Border Treaty Put Aside in Estonia-Russia Relations
Estonian and Russian foreign ministers discussed relations between their two countries in bilateral talks at a Council of the Baltic Sea States' meeting in Oslo.
Foreign Minister Urmas Paet and his Russian counterpart Sergey Lavrov discussed the status of Estonia-Russia relations.
Paet said the developments are stable and practical. The two countries are preparing a social security agreement, a diplomatic property agreement, and a protocol for readmission of illegal immigrants and criminals.

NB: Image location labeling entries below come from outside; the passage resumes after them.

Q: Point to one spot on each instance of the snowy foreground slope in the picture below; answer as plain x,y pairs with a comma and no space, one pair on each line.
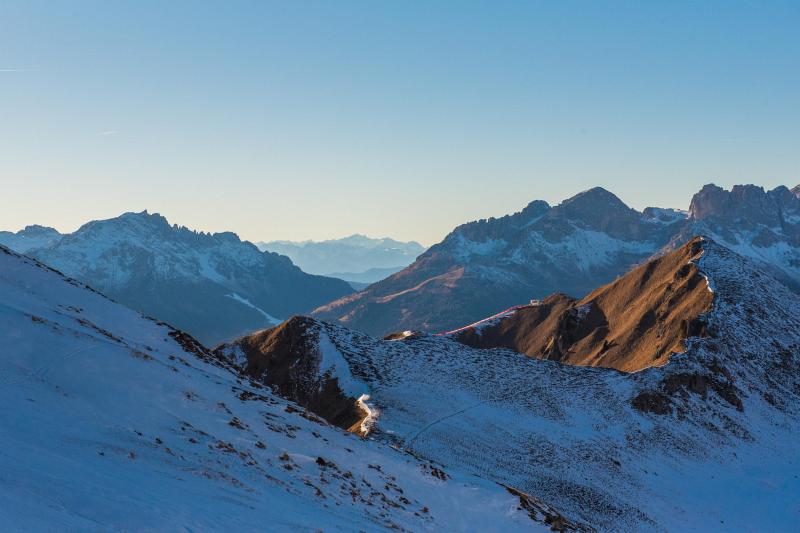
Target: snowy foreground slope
706,442
113,421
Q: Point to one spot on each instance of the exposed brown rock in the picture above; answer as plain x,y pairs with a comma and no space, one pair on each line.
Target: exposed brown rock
635,322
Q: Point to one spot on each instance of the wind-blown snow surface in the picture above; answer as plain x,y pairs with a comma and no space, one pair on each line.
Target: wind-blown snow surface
707,442
108,422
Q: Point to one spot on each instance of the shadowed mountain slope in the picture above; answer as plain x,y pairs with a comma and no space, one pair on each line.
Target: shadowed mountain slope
704,442
214,286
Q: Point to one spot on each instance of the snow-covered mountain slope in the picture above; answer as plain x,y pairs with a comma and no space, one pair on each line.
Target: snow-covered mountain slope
762,225
492,264
706,442
584,242
637,321
29,238
352,256
214,286
112,421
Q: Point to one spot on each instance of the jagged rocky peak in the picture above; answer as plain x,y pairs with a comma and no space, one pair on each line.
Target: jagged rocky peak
747,205
35,230
600,210
635,322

Economic relations have grown closer in recent years, and the number of Russian tourists visiting Estonia has increased. Estonia supports Russia's joining of the World Trade Organisation. The visas issued to Russian citizens in Estonian consulates are long-term and for multiple entries but the long border-crossing queues still need to be resolved.
But the looming troublemaker is still the stalemated border treaty, which the two countries came close to signing in 2005. The process came to a halt at the 11th hour when the Russian Duma withheld ratification after Parliament's inclusion of a reference to the 1920 Tartu Peace Treaty in the preamble to the treaty's ratification law, which the Russian side claimed to be a territorial pretension by Estonia.
"We should not link the fact that the border agreements have not yet come into effect with other topics in Estonia-Russia relations," Paet said.